Without that, then something like a shared volume and inotify should work but that would need more cooperation from the prime container (some services can be setup to listen on a unix socket for commands, but I think that's probably less common than signals, and the format for the 'reload config/certs' command will almost certainly be different per service) (also, do unix sockets work cross container?)

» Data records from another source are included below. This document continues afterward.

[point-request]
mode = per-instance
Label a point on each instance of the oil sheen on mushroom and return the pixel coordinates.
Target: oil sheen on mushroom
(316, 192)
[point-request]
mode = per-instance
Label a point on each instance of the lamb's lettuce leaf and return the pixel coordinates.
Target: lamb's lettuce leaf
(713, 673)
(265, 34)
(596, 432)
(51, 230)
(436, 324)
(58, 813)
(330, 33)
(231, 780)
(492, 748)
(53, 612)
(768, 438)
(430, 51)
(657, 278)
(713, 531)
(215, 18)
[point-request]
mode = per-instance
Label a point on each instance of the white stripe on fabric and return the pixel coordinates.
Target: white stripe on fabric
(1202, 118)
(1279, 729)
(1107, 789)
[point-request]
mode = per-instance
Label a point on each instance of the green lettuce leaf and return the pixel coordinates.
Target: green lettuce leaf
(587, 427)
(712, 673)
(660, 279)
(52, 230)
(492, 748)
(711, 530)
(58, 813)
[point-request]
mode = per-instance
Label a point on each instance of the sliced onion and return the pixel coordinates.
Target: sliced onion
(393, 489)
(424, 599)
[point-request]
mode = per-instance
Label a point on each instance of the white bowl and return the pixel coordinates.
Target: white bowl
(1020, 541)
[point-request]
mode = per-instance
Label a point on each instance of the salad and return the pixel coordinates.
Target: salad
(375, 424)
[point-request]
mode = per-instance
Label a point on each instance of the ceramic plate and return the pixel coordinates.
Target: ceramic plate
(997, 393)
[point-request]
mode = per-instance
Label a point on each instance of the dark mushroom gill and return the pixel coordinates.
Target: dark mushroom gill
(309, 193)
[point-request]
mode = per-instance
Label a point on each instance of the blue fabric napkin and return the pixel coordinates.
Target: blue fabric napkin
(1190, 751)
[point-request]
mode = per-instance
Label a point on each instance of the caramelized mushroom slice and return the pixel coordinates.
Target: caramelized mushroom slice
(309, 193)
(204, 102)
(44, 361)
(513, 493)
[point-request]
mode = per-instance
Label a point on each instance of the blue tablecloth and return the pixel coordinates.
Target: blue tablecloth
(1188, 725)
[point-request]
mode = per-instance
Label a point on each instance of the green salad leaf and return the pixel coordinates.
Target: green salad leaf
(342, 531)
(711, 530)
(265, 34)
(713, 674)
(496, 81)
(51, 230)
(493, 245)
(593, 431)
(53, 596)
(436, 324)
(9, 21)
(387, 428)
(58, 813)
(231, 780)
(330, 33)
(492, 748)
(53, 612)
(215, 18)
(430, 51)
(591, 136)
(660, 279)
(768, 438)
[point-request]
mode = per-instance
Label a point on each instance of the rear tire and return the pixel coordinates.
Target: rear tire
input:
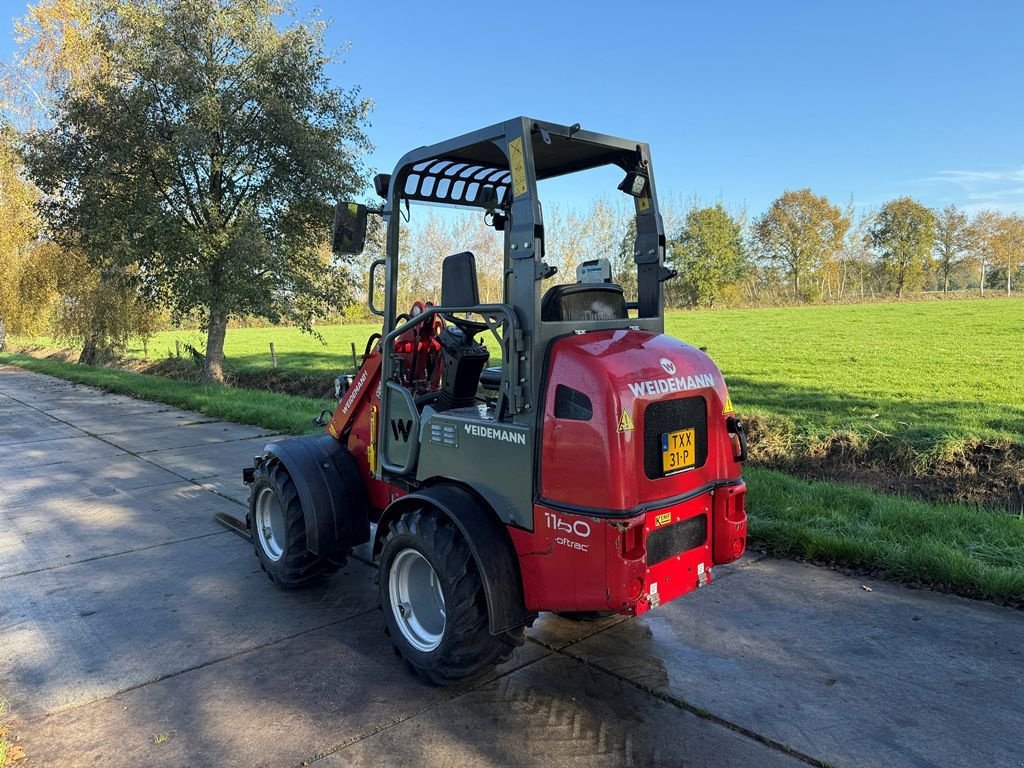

Moosemorals avatar Jun 16 '22 17:06 Moosemorals

@areed I kind of prefer something more flexible and mount a configmap with a special set of labels for different actions:

  1. For which pod I should mount this - mandatory.
  2. A fixed filename to replace completely the bootstrap script.
  3. A fixed name to replace the completely renew script.
  4. An action for --exec (or a set of environment variables, STEP_EXEC defines the flag --exec too.
  5. Pre-bootstrap-script, Pre-renew-script to run.
  6. Post-*-script to run.
  7. If we need to set shareProcessNamespace: true ...

Then both bootstrap and renewer scripts can be aware of all that.

maraino avatar Jun 16 '22 17:06 maraino

My proposal is perhaps too complex and for just --exec it might make more sense something simpler, but if we're mounting configmaps as this PR proposes, I think we can make it more flexible. but if it's just sending a signal I might accept it.

This is the set of related flags that step ca renew accepts:

--pid=value
    The process id to signal after the certificate has been renewed. By
    default the the SIGHUP (1) signal will be used, but this can be
    configured with the --signal flag.

--pid-file=file
    The file from which to read the process id that will be signaled after
    the certificate has been renewed. By default the the SIGHUP (1) signal
    will be used, but this can be configured with the --signal flag.

--signal=number
    The signal number to send to the selected PID, so it can reload the
    configuration and load the new certificate. Default value is SIGHUP (1)

--exec=command
    The command to run after the certificate has been renewed.

maraino avatar Jun 16 '22 17:06 maraino

I had a look at --pid-file and --signal, and I can't see a way of using them that doesn't use both shared process and a shared volume.

Moosemorals avatar Jun 16 '22 19:06 Moosemorals

I had a look at --pid-file and --signal, and I can't see a way of using them that doesn't use both shared process and a shared volume.

AFAIK you will always need shareProcessNamespace: true.